Some, like Natalie Portman in a sweetly dotted vintage Christian Dior dress circa 1954, and Emma Stone, wrapped up like a Christmas gift in red Giambattista Valli, kept it young and fresh. Whereas if you were a bit bleary-eyed yourself, you might have mistaken Penélope Cruz—in a pretty lilac cloud of strapless Armani Privé—for Sophia Loren in her fifties-era prime.
We might pine for the gleeful days of Demi Moore in bike shorts, but it's hard to find fault with the sublime simplicity of Tina Fey in a custom Carolina Herrera gown and a high bun, possibly her best look ever. Or with Octavia Spencer, who may not have prepared a speech, but surely dressed for her big Supporting Actress win and standing ovation in a silvery beaded Tadashi Shoji gown gathered gently at the bust.

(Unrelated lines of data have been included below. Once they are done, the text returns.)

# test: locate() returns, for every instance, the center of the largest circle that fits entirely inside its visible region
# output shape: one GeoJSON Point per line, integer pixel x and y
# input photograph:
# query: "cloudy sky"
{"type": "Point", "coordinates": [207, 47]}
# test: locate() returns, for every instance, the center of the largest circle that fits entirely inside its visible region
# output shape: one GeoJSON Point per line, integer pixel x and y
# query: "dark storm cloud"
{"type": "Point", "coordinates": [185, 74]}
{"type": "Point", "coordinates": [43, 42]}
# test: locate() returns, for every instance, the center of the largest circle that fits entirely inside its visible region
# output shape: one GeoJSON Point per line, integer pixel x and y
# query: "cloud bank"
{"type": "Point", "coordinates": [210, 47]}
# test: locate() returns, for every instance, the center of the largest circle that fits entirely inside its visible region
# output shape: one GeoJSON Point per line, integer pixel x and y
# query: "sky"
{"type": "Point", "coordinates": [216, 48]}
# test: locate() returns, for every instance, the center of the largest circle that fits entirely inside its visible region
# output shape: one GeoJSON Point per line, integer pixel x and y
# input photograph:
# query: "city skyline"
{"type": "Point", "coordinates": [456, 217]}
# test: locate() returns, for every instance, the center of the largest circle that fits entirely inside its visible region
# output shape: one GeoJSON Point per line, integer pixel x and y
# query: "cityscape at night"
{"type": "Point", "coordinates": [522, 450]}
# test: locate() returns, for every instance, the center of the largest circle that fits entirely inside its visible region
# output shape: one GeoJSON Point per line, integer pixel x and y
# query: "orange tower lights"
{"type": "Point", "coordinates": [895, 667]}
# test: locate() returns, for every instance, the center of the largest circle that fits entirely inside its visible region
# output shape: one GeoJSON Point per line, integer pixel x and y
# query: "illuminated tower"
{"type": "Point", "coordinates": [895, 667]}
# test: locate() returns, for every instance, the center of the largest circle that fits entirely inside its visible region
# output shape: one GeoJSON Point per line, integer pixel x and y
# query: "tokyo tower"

If you were trying to rock the fashion crowd's world, this just might be the toughest weekend to do so, what with the whirl of Raf-Jil-Hedi-Stefano news. The major moments, however, were few. Undeniably the biggest splash came from Gwyneth Paltrow wearing an icy-white Tom Ford gown and matching cape, accessorized with little more than sleek hair and a sparkling cuff. "This was it. It was just this one," Paltrow told ABC's Louise Roe of her selection process. Definitive words for a definitive look. Neck and neck was Angelina Jolie in black velvet Atelier Versace, slit to there, with the actress seeming to be permanently posed with a leg out and an arm akimbo. (Before the night was done, that leg had its own Twitter account.) They were like the good girl/bad girl queens of the carpet. For fashion savants, there was also Michelle Williams in custom Louis Vuitton, Cameron Diaz in Gucci Premiere, and a lovely (and looser than most) pre-Raphaelite Jessica Chastain in Alexander McQueen. But while hopes were high for Rooney Mara, her dress from the recent knockout Givenchy couture collection seemed a bit deflated.
As for hopes, at least four were dashed when the unexpected Best Actress winner—Meryl Streep—was announced. She accepted with typical charm and grace, in her glittery draped Lanvin. (Curiously, the same label worn by Best Actor winner Jean Dujardin.) "I understand I'll never be up here again," Streep began. "The thing that counts the most with me is the friendships and the love and the sheer joy we have shared making movies together." Cut to the dewy eyes of Sandra Bullock and Michelle Williams. The Iron Lady proved herself an eternally golden girl.